While nationwide reports in recent years point to a changing gender achievement gap between boys and girls, the independent think tank Education Sector says the hype is overrated in its report, "The Evidence Suggests Otherwise: The Truth about Boys and Girls."
"The real story is not bad news about boys doing worse; it's good news about girls doing better," it says.
Rhonda Hickok, who spends half her time as activities coordinator at Thunder Mountain High School and half her time district-wide, said while she too sees a higher percentage of girls involved than boys, she thinks other factors come into play.
"Yes, I think sports and activities work to keep kids focused and making good decisions, but I would say there's probably a bigger picture behind this," she said, pointing out that girls and boys mature at different ages. "I like to think we do a fair job in ensuring the message we send out to youth is the same - I like to think it's not just boys getting caught more."
National research into behavioral differences between the sexes suggest that girls and boys engage in equal amounts of indirect aggressive behavior, whereas boys engage in more direct aggressive behavior than girls.
"When we look at adolescent development, boys are greater risk takers at times than girls," Hickok said.

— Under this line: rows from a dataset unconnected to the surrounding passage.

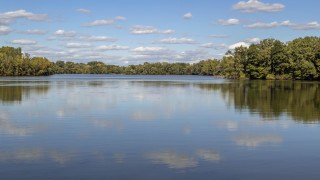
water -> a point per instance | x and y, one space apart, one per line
158 127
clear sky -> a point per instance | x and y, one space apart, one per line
135 31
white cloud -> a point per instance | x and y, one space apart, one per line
228 22
252 40
211 45
103 22
219 36
51 38
77 45
239 44
306 26
4 30
83 10
152 51
23 42
9 17
65 34
120 18
35 32
175 41
187 16
110 47
263 25
137 29
34 47
96 38
302 26
256 6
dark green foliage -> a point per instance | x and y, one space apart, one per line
270 59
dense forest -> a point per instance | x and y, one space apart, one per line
270 59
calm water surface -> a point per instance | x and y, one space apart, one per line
158 127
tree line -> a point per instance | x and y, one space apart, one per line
270 59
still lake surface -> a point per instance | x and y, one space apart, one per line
158 127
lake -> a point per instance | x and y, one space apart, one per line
158 127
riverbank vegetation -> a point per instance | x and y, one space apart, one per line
270 59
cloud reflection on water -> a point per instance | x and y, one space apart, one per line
255 140
172 159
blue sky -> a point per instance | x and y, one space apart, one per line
131 32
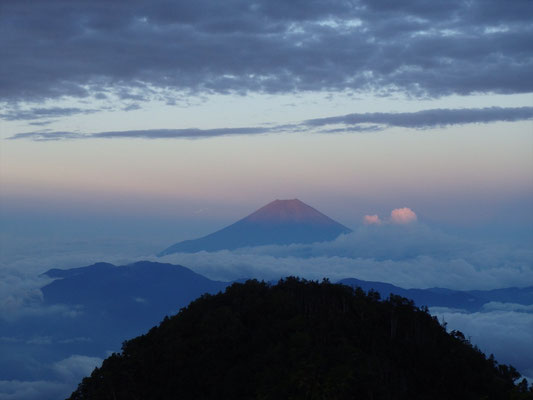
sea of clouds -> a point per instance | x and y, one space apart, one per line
398 250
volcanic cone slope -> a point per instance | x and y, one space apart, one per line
279 222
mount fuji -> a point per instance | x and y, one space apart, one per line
280 222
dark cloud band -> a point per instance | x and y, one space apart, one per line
136 49
365 122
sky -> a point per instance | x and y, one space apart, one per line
127 126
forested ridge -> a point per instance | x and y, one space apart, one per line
301 340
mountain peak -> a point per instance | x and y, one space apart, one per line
280 222
288 211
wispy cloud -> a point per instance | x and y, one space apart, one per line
354 123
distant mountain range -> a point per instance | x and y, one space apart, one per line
91 310
280 222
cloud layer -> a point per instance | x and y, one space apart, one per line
145 50
363 122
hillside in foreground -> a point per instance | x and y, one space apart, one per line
300 340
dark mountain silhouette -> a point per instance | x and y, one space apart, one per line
469 300
109 304
279 222
105 304
300 340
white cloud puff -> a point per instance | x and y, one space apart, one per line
371 220
403 216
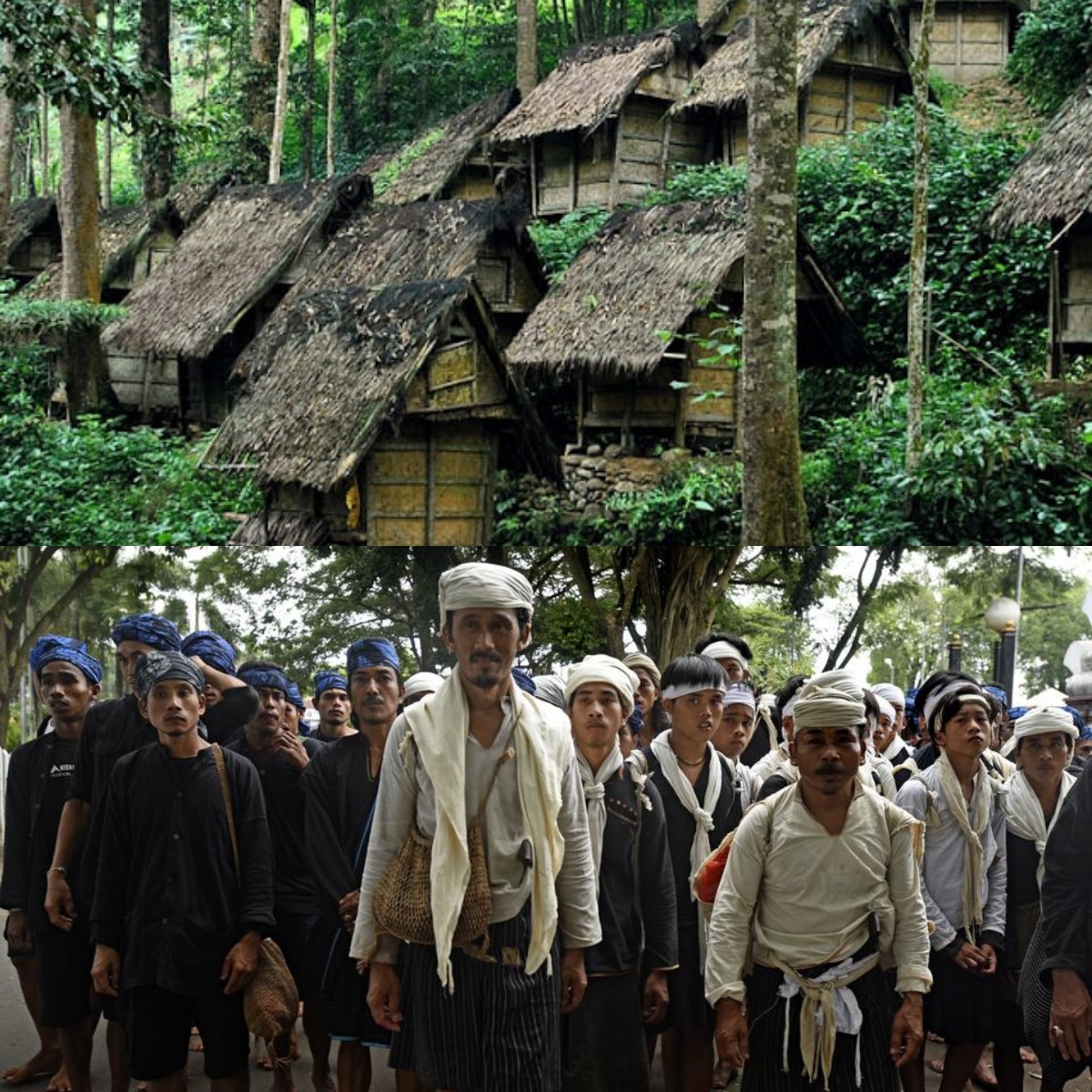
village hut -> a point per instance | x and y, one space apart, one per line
853 64
377 407
450 159
971 39
596 134
1053 185
645 326
188 321
34 240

The male-female discipline rate in the school district, however, is fairly consistent across age groups:
In elementary schools, males received 76 percent of all discipline.
In middle schools, 70 percent.
In high schools, 82 percent.
At the elementary school level, girls and boys tend to act out in different ways, Harborview Elementary School guidance counselor Amy Buchman said.
Buchman said girls tend to act out primarily verbally, or through communication, whereas boys tend to act out more through body language. She also pointed to differing societal behavioral pressures for girls and boys, like the idea that girls should be more nurturing and boys should hold back on emotions.
"We're still trying to get a grasp on it here," she said. "It would be really interesting to see what would happen if we could get some research on it - if we could get data on what ... kids are doing in their spare time that might have an influence."
Newton presented his compilation of extensive discipline data to the School Board on Tuesday.